Kelebihan Novel Ini
Itulah kelebihan pertama novel ini. Irfan langsung menggiring pembaca pada bilik imajinasi yang menegangkan, sarat kejutan, dan misterius. Mengapa Gayatri ingin mati? Derita macam apa yang ditanggungnya sehingga ia tidak ingin hidup lagi? Potensi kejutan hadir sejak lembar pertama.
Kelebihan kedua, penokohan. Hanya ada enam tokoh penting dalam novel ini, yakni Gayatri, Giran, Rustam, Mande, Apak, dan Nila. Empat tokoh pertama berkarakter baik dan dua tokoh terakhir berkarakter buruk. Meskipun penokohan ini pula yang, kelak, berpeluang membuka bolong-bolong pengisahan.
Kelebihan ketiga, muatan lokal.
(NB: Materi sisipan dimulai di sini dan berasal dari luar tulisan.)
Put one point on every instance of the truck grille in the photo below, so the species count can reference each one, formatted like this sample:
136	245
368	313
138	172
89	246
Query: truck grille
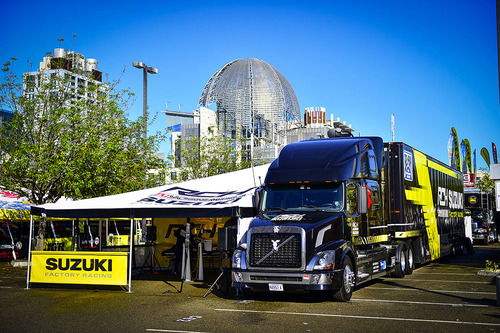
264	254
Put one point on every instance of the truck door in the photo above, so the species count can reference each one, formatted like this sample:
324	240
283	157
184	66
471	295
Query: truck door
375	220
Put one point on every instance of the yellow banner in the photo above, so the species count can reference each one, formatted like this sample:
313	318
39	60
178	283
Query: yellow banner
71	267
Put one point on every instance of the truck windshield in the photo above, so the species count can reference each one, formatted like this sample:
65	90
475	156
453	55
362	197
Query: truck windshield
303	197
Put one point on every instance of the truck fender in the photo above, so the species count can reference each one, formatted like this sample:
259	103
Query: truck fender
344	251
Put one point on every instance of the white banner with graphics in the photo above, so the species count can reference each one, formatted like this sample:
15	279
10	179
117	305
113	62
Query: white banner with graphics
233	189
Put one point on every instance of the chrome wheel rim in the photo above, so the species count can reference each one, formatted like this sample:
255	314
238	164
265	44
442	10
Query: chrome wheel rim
348	278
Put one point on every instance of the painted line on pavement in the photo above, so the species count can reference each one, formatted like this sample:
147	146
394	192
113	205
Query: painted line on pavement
440	291
450	273
362	317
171	331
476	282
421	303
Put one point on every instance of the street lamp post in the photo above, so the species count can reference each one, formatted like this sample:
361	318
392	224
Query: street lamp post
145	71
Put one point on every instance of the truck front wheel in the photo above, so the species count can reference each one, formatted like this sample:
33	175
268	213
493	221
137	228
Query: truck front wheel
346	285
410	264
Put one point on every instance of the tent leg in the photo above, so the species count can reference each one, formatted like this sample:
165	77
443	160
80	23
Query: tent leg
29	255
186	250
200	262
131	241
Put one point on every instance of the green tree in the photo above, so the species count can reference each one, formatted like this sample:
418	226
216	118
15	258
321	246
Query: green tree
485	183
76	143
208	156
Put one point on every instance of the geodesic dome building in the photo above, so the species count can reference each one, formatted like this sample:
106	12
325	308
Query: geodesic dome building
251	94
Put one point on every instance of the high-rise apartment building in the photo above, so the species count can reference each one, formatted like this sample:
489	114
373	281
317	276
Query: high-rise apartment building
79	75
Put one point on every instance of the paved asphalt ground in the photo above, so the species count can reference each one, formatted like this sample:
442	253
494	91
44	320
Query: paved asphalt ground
443	296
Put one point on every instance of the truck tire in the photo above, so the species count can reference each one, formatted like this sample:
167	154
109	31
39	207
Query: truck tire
346	284
400	268
410	259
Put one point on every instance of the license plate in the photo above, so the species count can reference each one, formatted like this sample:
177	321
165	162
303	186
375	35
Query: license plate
275	287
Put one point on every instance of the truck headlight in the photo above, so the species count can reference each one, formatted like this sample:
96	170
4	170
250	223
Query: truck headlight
237	259
326	260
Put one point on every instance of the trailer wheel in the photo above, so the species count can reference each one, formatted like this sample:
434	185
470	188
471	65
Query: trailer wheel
469	248
347	283
410	262
400	268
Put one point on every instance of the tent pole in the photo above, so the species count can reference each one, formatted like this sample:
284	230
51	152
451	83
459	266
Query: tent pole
29	255
187	250
100	235
130	256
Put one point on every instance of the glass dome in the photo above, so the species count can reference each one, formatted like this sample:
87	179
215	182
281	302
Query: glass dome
250	93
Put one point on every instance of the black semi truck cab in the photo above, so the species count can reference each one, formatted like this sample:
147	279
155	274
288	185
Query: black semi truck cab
334	213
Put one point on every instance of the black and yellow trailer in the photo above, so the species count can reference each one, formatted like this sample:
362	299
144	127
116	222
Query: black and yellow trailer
425	206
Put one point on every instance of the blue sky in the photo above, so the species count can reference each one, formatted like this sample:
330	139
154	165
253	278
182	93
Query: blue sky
431	63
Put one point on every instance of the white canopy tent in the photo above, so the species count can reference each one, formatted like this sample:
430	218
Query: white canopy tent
228	194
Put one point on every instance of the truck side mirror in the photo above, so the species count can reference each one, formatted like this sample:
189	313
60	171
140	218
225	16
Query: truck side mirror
256	198
362	200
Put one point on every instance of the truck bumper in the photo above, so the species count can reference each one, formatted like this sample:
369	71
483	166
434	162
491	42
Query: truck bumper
260	280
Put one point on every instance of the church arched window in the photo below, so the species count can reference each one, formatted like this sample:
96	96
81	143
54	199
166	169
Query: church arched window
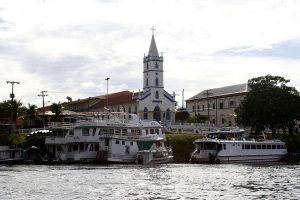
156	82
145	113
168	117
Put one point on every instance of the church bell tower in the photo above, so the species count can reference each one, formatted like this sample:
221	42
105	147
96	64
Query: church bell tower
153	68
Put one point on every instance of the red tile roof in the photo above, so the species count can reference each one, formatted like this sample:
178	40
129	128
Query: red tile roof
115	99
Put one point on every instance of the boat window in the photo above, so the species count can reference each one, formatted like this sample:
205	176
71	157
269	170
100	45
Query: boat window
81	147
85	132
75	147
69	148
157	131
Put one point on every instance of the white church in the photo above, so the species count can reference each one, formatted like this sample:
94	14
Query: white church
153	102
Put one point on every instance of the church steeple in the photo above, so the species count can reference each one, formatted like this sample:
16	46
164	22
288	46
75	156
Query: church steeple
153	49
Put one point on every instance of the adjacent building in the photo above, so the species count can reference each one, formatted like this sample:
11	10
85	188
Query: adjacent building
218	104
153	102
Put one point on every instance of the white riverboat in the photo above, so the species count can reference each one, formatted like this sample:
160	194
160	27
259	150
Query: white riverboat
213	150
106	137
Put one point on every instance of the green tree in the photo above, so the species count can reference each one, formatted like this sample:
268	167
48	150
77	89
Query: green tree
57	109
270	103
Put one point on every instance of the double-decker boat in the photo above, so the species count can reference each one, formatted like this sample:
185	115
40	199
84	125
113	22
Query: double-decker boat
107	137
229	150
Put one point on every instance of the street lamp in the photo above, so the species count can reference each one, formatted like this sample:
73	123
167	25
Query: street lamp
43	94
107	91
12	96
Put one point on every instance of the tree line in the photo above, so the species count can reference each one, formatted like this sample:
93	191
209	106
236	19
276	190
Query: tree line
270	104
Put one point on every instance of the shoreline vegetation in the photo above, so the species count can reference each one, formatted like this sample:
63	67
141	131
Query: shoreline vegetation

Paparan tradisi lokal atau kearifan lokal yang dimasukkan secara samar ke dalam cerita, lesap dengan tepat tanpa kesan sekadar latar cerita, serta menjadi penguat kisahan dari awal hingga akhir. Irfan memanfaatkan pengetahuannya tentang budaya Minang dan perkara yang ia ketahui itu menjadi tumpuan kuat dalam menata cerita.
Kelebihan keempat, akhir yang menyenangkan. Meskipun juga berpotensi menjadi kekurangan, novel ini ditutup dengan akhir yang bahagia. Tidak ada masalah sebuah cerita mau ditutup dengan tragis atau dengan tawa. Tidak ada larangan sebuah cerita berakhir dengan air mata bahagia duka atau air mata derita. Irfan menutup ceritanya dengan "lumayan" apik.
Kelemahan mendasar novel ini adalah latar yang kurang kuat. Tidak jelas latar tempat. Tidak terang benderang di mana peristiwa ini terjadi. Pembaca bisa terkecoh akibat nuansa lokal Padang, padahal sebagian besar peristiwa dalam cerita terjadi di Bogor.
Kelemahan Novel Ini
Ini perkara penting yang kerap diabaikan beberapa pengarang. Pembaca mencerna cerita lewat beberapa pintu masuk. Di antaranya, latar tempat. Penggambaran latar tempat yang baik akan memudahkan asosiasi pembaca dengan jalinan cerita. Dalam Aster untuk Gayatri, Irfan gagal menyuguhkan latar tempat yang jelas.
Pada awal cerita, ketika membabar peristiwa wafatnya orangtua Gayatri, Irfan menggunakan Padang (Pantai Kata) sebagai latar. Pada akhir cerita, ketika mengulas keberadaan Gayatri, Irfan kembali menggunakan Padang (Pantai Kata) sebagai latar. Bahkan, di akhir kisah ini pula muncul Gunung Salak sebagai latar tempat. Di situlah letak bolong pertama novel ini.
Selain itu, latar waktu. Tidak ada alamat atau penanda kapan cerita ini terjadi. Jika pembaca tidak cermat membaca tanda-tanda dalam cerita, bisa jadi mereka mengira kisah  ini sezaman dengan cerita kondang "Siti Nurbaya". Penandanya jelas, perjodohan yang dipaksakan. Namun ada pembeda di dalam kisah ini, yakni kafe.Â
Pada zaman Datuk Maringgi rasa-rasanya belum ada kafe. Masih kedai, lepau, atau warung. Kafe menjadi penanda bahwa kisah ini mestinya berlatar kekinian.